15.3 Improving Model Predictions of Rotor Plane Wind Speeds during Summertime Sea Breeze and LLJ Events

Thursday, 1 February 2024: 2:15 PM
347/348 (The Baltimore Convention Center)
Elizabeth McCabe, MS, Univ. at Albany, Albany, NY; and J. M. Freedman

As development and growth of offshore wind energy continues in the region of the New York Bight (NYB; defined as the region of offshore waters south of Long Island and east of New Jersey), understanding mesoscale circulations such as the sea breeze and often accompanying low-level jet (LLJ) has become increasingly important. Offshore wind turbines continue to increase in size, and with heights extending up to 260 m above mean sea level (AMSL) there is a need for long term atmospheric measurements within the rotor plane. Aside from a temporary deployment by NYSERDA of two floating LiDAR buoys (measuring 20 – 200 m AMSL), located at Hudson South and Hudson North, and data collected from LiDAR buoys deployed by Atlantic Shores (measuring 10 – 250 m AMSL) and other offshore wind developers, the only long term wind profiles available (>5 years) are located onshore along Long Island and within NYC at New York State Mesonet (NYSM) profiler sites. Without long term hub height measurements at proposed locations for offshore wind farms, it is necessary to rely on models to fully understand the wind field.

The NYB sea breeze will play a key role in offshore wind energy in the northeastern US. The sea breeze is common in the late spring and summer months during periods of high power demand (i.e. afternoon hours) and is often accompanied by a low-level jet (LLJ). This LLJ features a wind speed maximum between 150 – 300 m AMSL, thus increasing gross capacity factors.

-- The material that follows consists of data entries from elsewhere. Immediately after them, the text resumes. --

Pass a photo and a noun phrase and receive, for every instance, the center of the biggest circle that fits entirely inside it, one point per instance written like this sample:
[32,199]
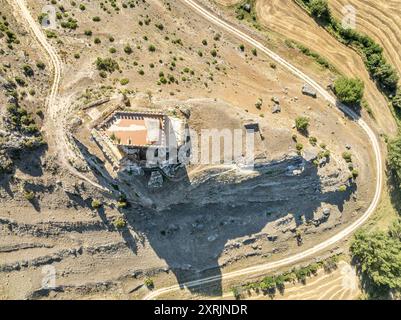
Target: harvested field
[287,18]
[380,20]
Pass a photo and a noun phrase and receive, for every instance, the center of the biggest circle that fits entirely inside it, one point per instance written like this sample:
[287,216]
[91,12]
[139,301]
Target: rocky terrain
[305,186]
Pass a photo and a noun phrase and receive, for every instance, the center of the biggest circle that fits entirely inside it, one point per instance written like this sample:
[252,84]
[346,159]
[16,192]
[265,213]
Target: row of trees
[380,70]
[378,255]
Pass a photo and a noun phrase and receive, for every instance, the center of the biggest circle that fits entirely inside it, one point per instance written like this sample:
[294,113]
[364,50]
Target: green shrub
[119,223]
[302,124]
[107,64]
[124,81]
[149,283]
[347,156]
[349,91]
[96,204]
[378,257]
[320,10]
[29,195]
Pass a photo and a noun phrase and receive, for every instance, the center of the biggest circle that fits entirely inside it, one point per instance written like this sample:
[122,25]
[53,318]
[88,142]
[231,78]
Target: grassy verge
[271,284]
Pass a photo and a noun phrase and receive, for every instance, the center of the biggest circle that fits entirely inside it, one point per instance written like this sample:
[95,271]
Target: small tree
[349,91]
[320,10]
[302,124]
[149,283]
[96,204]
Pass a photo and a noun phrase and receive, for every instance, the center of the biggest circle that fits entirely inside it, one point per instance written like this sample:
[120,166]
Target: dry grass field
[217,221]
[380,20]
[286,18]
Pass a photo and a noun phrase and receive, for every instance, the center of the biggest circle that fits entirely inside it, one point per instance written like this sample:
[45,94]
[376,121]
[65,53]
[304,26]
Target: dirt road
[326,95]
[55,110]
[55,124]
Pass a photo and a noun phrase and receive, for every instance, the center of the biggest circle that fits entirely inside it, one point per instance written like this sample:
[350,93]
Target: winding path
[53,108]
[328,97]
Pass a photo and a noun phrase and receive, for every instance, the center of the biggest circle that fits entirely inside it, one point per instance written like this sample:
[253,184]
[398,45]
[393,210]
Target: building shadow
[191,236]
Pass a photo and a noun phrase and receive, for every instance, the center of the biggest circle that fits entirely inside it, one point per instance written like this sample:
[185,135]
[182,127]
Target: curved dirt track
[55,125]
[53,111]
[346,232]
[380,20]
[339,284]
[287,18]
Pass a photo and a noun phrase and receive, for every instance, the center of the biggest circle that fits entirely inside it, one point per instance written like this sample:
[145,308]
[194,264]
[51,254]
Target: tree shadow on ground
[393,184]
[191,236]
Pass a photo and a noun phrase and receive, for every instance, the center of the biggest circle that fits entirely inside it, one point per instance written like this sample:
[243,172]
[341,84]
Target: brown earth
[214,220]
[286,18]
[378,19]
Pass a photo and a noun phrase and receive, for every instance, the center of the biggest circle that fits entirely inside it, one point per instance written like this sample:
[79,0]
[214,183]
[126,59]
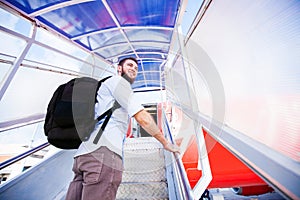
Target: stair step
[145,191]
[144,170]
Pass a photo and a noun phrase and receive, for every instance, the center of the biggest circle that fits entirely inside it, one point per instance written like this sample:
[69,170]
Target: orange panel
[227,170]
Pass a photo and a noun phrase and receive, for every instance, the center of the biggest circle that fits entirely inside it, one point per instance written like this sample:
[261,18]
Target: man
[98,167]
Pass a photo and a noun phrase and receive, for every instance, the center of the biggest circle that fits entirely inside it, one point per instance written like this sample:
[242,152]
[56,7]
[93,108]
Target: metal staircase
[144,174]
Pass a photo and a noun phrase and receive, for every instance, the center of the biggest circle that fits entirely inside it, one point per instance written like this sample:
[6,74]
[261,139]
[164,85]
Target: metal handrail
[23,155]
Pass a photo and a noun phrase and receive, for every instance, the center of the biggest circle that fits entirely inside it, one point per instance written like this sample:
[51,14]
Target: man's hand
[172,147]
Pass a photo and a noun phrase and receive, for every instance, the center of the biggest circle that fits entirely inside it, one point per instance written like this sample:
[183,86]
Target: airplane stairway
[144,175]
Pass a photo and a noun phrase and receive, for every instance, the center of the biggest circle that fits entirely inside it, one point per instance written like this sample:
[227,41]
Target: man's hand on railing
[172,147]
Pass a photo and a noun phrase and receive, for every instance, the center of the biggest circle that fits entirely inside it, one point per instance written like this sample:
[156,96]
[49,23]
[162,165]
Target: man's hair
[128,58]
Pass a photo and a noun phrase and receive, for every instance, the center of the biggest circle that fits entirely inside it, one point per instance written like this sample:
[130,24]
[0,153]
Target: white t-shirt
[114,89]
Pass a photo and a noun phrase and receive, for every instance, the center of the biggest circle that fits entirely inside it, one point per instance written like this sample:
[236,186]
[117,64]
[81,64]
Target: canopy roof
[113,29]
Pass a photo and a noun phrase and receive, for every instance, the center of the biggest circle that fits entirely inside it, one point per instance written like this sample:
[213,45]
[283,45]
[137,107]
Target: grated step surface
[144,171]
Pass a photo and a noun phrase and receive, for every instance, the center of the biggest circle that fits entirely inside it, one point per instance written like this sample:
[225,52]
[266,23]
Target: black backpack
[70,113]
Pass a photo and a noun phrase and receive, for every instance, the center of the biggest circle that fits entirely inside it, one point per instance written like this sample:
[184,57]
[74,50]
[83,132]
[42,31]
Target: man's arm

Limited measurements of the wind profile offshore make it difficult to accurately forecast and understand the extent (both vertically and horizontally) of the sea breeze and LLJ. While models can provide a three-dimensional picture of the sea breeze circulation and extent of the LLJ, at this point, their performance in reproducing these features is underwhelming.

Using the Weather Research and Forecasting Model (WRF; Skamarock et al. 2021), the goal of this study is to perform sensitivity analysis to determine the best WRF model configuration to represent the dynamics of the New York Bight (NYB) sea breeze and LLJ. We vary planetary boundary layer (PBL) schemes, vertical levels, and land surface parameterizations to determine the effect (if any) on model performance and accuracy. The results of this sensitivity analysis will help to determine the driving forces behind LLJ development during a sea breeze by considering SST gradients, atmospheric stability, and pressure gradients.

Figure 1. Comparison of LiDAR observations to model predictions during a sea breeze and LLJ event at 2300 UTC (7 PM Local Time) on 9 June 2020. Results from one model run (using Yonsei University PBL scheme and Noah surface layer physics) at four sites, including New York State Mesonet sites Wantagh and East Hampton, and NYSERDA deployed floating LiDARs at sites Hudson North and South. The white shaded regions represent Bureau of Ocean Energy management Wind Energy Areas (BOEM WEAs).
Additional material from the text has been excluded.